There comes a point where you realise you don’t need all the bells and whistles to complete a certain task. Often, you just need a simple rig that works. For those of you looking for a smaller, more portable audio interface as a backup or secondary device to your bigger rig, and for anyone looking for a first interface that will go the distance, this is certainly worth a look. It’s a fairly compact box, but is still housed in a solid metal chassis with very little protruding from the box, making it ideal for travel.


The front panel offers two combination XLR/TRS connectors for the inputs, while on the rear, the main outputs are supplied on TRS connectors, along with a single TRS headphone output. PreSonus had the forethought to include MIDI ins and outs on this compact interface, so it can still be integrated with a larger setup involving other hardware. That’s something you don’t see on some of the more popular interfaces in this section of the market, and something to be applauded for, I believe.
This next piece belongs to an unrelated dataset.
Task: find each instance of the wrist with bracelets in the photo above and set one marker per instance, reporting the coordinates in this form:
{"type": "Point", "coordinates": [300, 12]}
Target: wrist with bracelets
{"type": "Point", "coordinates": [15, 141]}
As a USB 2.0 device, there is little issue with getting this interface up and running on any machine. It’s bus powered and the driver installation process isn’t too painful, meaning you’re ready to record in very little time. The front panel offers LED monitoring of both the input channels and the main output for a visual reference when needed. Separate volume controls for the main and headphone outputs, along with a mix control and input gains for both preamps, are all that need to appear on the front. It’s a shame that the new, softer blue colour that PreSonus are implementing in this unit leaves the markers on the volume pots a little tough to see in certain light, but that is only a minor gripe. You can still hear how each pot is set.


The Studio 24 comes bundled with PreSonus’ Studio One Artist Version software, so you are ready to record right out of the box. This is a great software package that has grown over the years to offer quality recording tools that are simple to use for the beginner, and you don’t need to get a university degree to operate it.